Wednesday, March 15, 2000 |
Free
speech to be put to a vote in PTC Thurs. Peachtree City Councilman Dan Tennant plans to introduce a right-of-reply ordinance at Thursday night's council meeting. Why would such a First Amendment rule be required in Peachtree City? Just look at the vote against free speech during the last council meeting. Three to one against a private citizen who had just sat through a lengthy statement by City Attorney Rick Lindsey, on behalf of his law partner, City Attorney Jim Webb. Three council members voted against allowing a citizen Steve Brown the opportunity to reply to a carefully scripted attack on Brown and others by the sitting city attorneys. Those same attorneys still in their role as appointed city officials announced their libel lawsuit against Brown, The Citizen newspaper and its publisher and looking straight at Brown promised that their suit would be both lengthy and expensive for all involved.
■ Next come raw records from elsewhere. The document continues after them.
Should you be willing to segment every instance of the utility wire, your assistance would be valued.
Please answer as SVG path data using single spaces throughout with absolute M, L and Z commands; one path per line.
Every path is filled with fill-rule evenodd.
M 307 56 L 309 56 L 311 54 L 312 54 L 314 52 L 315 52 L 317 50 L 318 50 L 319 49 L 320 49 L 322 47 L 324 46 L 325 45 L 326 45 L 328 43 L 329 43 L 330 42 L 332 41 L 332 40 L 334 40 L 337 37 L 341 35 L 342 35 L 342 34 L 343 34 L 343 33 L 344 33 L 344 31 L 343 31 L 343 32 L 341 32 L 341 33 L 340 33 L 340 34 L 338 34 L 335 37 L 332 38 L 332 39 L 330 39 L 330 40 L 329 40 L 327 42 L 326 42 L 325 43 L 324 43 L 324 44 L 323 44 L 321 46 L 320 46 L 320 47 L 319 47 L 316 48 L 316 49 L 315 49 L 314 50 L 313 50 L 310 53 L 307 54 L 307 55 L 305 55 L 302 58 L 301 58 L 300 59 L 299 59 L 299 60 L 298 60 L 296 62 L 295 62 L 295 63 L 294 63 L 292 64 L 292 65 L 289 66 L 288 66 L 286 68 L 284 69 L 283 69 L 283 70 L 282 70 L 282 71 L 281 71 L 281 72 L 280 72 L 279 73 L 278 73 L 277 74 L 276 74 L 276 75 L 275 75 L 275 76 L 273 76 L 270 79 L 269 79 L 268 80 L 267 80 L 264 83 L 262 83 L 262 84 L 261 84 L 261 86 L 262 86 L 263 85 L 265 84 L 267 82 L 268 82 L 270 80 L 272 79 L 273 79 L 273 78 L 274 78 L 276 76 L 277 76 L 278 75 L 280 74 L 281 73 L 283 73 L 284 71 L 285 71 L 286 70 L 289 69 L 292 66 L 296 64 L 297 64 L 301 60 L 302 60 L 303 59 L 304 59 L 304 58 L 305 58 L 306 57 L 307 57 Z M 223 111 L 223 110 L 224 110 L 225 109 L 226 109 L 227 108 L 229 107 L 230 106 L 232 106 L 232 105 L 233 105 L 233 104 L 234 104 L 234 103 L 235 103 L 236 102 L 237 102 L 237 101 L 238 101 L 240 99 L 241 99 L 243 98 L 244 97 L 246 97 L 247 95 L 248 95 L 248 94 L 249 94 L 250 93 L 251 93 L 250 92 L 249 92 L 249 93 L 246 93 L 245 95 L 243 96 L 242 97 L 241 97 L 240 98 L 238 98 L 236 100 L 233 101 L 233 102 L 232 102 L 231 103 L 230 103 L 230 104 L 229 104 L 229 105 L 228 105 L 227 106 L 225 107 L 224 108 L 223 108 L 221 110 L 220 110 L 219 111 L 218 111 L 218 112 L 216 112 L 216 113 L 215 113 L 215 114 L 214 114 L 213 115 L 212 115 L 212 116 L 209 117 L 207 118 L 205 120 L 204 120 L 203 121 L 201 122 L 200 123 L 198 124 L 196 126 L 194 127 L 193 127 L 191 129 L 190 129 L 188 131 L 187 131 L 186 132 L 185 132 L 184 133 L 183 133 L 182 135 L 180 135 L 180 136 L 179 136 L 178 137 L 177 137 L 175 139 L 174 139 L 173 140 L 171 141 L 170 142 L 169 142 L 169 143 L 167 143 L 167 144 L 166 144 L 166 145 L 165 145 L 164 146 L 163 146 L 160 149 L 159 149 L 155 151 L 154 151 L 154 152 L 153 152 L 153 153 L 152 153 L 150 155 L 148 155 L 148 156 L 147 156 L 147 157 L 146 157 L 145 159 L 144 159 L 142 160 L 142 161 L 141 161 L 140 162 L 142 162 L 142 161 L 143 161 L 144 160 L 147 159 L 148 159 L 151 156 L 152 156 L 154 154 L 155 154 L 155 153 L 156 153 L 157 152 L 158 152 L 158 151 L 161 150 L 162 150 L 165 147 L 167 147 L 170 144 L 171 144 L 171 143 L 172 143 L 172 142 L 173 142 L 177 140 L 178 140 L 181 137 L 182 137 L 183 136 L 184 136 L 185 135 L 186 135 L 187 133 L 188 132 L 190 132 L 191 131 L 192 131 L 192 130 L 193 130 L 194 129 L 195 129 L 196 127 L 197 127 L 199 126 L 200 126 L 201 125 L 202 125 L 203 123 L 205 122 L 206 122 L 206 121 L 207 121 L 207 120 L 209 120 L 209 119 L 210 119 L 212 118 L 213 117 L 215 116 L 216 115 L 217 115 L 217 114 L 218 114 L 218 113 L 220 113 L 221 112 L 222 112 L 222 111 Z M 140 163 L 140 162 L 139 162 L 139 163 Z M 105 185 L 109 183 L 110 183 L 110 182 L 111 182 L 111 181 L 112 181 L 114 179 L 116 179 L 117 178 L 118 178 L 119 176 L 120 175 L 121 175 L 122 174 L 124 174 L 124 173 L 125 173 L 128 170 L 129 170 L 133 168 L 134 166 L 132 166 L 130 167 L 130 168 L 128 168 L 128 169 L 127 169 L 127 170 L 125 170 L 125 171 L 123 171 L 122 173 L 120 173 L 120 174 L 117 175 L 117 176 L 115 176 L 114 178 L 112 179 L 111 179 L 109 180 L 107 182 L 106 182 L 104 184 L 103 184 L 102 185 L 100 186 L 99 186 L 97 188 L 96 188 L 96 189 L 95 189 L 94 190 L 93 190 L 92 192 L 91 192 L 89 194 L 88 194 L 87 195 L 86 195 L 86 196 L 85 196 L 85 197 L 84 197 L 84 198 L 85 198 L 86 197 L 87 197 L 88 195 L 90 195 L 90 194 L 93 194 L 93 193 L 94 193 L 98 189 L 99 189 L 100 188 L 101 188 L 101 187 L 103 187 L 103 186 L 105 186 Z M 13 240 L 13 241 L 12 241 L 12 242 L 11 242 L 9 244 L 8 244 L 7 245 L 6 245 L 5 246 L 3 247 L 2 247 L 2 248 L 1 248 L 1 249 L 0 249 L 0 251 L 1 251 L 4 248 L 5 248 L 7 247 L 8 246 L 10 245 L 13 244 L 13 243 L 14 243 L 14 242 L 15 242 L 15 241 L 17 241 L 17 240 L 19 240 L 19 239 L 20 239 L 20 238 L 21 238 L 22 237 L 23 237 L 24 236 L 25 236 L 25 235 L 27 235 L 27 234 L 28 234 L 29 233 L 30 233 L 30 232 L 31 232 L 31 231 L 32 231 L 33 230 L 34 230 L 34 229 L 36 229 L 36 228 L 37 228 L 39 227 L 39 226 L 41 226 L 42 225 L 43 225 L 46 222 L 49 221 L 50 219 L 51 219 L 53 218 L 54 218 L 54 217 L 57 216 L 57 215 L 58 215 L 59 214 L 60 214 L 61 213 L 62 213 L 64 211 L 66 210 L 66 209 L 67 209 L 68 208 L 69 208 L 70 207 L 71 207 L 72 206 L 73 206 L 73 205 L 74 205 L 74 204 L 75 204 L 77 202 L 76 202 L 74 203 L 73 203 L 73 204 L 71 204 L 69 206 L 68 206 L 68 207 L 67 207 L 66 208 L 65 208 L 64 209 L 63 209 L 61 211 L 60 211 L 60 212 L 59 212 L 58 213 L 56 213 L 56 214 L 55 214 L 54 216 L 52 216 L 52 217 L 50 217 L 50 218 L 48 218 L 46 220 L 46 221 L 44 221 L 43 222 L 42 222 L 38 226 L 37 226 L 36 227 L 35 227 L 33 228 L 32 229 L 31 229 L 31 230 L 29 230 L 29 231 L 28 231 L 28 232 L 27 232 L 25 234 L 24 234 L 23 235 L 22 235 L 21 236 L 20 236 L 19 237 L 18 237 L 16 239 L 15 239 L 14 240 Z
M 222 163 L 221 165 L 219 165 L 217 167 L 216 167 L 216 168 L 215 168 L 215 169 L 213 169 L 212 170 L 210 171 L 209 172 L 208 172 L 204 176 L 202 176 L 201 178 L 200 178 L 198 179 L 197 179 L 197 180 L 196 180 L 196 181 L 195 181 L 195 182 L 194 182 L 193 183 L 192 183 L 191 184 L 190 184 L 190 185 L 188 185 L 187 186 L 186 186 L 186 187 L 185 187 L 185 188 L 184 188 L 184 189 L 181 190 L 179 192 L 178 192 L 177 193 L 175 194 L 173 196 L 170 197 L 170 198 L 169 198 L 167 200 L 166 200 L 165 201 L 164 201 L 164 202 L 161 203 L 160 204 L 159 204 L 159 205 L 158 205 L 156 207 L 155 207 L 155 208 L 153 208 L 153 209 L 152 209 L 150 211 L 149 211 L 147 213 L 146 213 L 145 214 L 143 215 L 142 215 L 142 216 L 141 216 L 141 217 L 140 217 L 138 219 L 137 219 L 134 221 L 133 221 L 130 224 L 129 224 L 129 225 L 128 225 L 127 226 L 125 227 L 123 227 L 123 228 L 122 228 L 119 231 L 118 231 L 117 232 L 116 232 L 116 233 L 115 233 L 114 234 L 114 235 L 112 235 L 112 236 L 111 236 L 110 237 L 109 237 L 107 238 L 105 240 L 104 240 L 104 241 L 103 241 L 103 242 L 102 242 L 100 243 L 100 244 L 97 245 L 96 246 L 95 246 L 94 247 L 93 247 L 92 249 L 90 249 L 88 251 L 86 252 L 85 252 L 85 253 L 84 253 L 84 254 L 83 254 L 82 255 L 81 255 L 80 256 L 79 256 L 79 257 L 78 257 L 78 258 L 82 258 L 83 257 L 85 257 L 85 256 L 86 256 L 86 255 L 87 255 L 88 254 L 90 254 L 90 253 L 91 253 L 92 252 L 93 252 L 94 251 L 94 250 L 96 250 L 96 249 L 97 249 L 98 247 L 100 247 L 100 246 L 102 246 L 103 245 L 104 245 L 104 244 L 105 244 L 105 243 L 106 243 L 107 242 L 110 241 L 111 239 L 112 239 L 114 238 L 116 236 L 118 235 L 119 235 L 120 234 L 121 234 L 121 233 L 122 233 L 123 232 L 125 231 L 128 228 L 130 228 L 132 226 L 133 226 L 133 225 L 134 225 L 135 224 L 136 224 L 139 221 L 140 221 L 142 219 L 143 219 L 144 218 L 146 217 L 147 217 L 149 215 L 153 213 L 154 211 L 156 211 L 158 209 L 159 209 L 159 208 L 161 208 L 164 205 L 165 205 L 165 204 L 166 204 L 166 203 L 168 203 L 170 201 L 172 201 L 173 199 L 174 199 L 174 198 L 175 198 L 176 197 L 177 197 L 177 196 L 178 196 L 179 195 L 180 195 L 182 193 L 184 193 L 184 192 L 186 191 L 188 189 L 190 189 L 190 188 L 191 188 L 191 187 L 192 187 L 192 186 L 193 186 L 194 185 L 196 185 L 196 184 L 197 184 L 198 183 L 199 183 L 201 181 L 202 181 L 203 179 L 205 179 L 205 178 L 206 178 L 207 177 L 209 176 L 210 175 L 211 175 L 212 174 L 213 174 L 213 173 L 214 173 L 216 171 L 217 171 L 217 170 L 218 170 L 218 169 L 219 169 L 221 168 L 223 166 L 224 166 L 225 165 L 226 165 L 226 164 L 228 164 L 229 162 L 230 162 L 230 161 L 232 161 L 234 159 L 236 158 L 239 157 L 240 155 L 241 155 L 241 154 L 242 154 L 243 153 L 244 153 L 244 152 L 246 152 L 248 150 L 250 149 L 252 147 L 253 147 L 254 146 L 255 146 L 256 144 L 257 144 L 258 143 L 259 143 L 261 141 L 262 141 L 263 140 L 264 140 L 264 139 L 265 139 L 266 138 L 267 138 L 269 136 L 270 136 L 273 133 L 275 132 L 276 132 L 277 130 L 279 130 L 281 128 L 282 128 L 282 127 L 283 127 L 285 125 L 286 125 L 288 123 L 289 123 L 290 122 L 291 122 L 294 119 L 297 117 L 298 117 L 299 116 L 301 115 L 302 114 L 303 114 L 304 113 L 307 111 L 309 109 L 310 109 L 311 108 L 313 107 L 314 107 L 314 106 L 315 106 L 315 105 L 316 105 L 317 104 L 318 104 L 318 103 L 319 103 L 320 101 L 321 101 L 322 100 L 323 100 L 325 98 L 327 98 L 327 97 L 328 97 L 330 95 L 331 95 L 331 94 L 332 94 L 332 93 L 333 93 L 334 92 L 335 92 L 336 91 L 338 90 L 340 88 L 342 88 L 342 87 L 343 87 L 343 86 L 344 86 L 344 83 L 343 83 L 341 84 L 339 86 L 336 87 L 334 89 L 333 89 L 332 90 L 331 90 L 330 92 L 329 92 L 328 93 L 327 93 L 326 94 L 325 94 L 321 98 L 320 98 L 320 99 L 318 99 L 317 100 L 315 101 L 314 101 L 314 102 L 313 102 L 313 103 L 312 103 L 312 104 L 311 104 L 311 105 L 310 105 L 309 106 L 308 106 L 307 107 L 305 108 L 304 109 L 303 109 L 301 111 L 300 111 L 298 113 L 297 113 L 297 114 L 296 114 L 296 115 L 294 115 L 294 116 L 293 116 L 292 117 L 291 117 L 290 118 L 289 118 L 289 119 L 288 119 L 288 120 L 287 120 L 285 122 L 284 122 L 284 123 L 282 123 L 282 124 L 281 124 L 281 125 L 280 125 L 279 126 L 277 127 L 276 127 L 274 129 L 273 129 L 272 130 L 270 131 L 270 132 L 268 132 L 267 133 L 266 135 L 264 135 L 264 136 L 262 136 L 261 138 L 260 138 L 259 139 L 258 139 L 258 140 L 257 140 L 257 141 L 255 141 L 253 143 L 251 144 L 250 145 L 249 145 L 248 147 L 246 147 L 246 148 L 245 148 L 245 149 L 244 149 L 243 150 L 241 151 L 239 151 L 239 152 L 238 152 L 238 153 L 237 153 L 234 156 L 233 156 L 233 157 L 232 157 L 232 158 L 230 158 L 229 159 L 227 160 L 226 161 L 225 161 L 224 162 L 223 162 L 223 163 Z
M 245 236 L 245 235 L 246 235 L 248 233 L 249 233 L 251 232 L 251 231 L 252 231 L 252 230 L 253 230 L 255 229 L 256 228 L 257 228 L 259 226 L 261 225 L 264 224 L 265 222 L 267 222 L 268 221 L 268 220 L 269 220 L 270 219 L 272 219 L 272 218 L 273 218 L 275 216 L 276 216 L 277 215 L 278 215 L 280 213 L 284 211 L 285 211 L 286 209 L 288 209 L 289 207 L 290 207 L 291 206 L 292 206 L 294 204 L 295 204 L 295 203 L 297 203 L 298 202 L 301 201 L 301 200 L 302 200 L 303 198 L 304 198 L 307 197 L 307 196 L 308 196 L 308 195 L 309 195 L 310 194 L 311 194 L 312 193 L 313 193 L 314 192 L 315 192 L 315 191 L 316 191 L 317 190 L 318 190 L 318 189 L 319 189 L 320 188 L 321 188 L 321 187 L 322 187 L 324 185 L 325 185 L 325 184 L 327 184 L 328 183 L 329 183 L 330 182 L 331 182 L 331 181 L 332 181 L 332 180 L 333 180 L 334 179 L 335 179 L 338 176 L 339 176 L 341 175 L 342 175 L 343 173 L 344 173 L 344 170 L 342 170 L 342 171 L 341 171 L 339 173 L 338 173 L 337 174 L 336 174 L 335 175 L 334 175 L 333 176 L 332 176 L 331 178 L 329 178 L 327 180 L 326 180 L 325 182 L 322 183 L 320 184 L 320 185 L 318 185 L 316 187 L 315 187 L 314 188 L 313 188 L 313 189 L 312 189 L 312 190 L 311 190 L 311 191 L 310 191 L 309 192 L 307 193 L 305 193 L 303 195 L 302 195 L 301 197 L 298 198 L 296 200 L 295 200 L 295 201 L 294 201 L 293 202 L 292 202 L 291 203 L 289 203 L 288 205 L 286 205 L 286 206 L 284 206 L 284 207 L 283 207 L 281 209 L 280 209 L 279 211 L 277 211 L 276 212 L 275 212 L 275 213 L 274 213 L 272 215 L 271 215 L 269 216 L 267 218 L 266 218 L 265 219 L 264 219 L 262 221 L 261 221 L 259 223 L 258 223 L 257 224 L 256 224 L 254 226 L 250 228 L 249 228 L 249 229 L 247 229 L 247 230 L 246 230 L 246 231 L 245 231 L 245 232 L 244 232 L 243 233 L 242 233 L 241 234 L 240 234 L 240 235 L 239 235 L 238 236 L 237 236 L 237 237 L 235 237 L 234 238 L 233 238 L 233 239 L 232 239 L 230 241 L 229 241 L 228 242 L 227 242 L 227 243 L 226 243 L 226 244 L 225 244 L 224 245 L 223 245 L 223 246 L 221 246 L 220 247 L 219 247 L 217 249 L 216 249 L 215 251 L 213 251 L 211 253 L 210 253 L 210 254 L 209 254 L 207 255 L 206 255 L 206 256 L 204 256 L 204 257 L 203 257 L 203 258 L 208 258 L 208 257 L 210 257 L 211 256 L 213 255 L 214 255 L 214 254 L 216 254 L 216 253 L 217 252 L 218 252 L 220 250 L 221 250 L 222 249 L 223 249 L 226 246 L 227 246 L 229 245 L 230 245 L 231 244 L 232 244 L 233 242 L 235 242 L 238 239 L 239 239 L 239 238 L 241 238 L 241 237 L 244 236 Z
Here we have appointed government officials acting in their official capacity threatening a financial penalty against those who dared criticize them. Criticize us, they were saying, and we will make you pay for it. That same law firm continues to this day as the official city attorneys. Mayor Lenox obviously had advance knowledge of the threatening speech and allowed it. Then he cut off any chance to rebut the attack during the public meeting. Two other council members also voted to silence any protest Robert Brooks and Carol Fritz. Councilwoman Annie McMenamin officially abstained from that vote because her daughter works for Webb, Stuckey and Lindsey. Only Tennant stood up for participatory democracy in that meeting. Now he is introducing an ordinance that will give any citizen who has been the subject of unfavorable or negative remarks during a council meeting the right to make a statement in reply, to defend a private citizen against officially sanctioned and intimidating government attacks. Citizen input and the right of reply are fundamental to a democratic government. It's too bad it will take an ordinance to guarantee those rights for ordinary private citizens in Peachtree City. Voters should carefully note who votes for and against free speech Thursday night.